Entre mochilas, camperas y mates calientes para soportar
el frío, otros no parecían tan satisfechos "¡Más vale que
los micros sean buenos, si no nos vamos a morir! No quiero
ir", protestaba una empleada municipal. "Pero bueno, si no
vengo, el lunes no tengo trabajo".
A las 20 de ayer hacía varias horas que unas 200 personas
esperaban en el Mercado Concentrador de José C. Paz que
llegaran los colectivos que les habían prometido para las
18. Una señora de la Secretaría de Acción Social del
Municipio empezó a los gritos: "¡Compañeros! ¡Acerquensé!
Les tengo que informar algo... Los micros no llegan. Esta
noche no viajan". La noticia arremolinó en el aire
protestas y lamentos. "¡Tienen que volver mañana, a las
8!", agregó.
En un minuto se acabaron las expectativas de los más
jóvenes y se exacerbó el mal humor de los más viejos.

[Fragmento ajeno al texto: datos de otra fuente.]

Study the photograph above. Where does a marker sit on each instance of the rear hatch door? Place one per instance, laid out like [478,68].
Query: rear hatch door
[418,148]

Todos levantaron las valijas. Los que habían ido con sus
hijos preguntaban quién podía "arrimarlos" hasta sus
barrios.
Así se frustraba anoche en José C. Paz la primera salida
de colectivos planificada por el intendente, Mario Alberto
Ishii, para sumar gente al acto masivo de mañana en Salta
en favor de Cristina Kirchner. En otros lugares del país
otros intendentes, gobernadores y líderes sociales
planificaban también su cuidadosa convocatoria. Sólo del
conurbano, entre anoche y hoy partieron cientos de micros.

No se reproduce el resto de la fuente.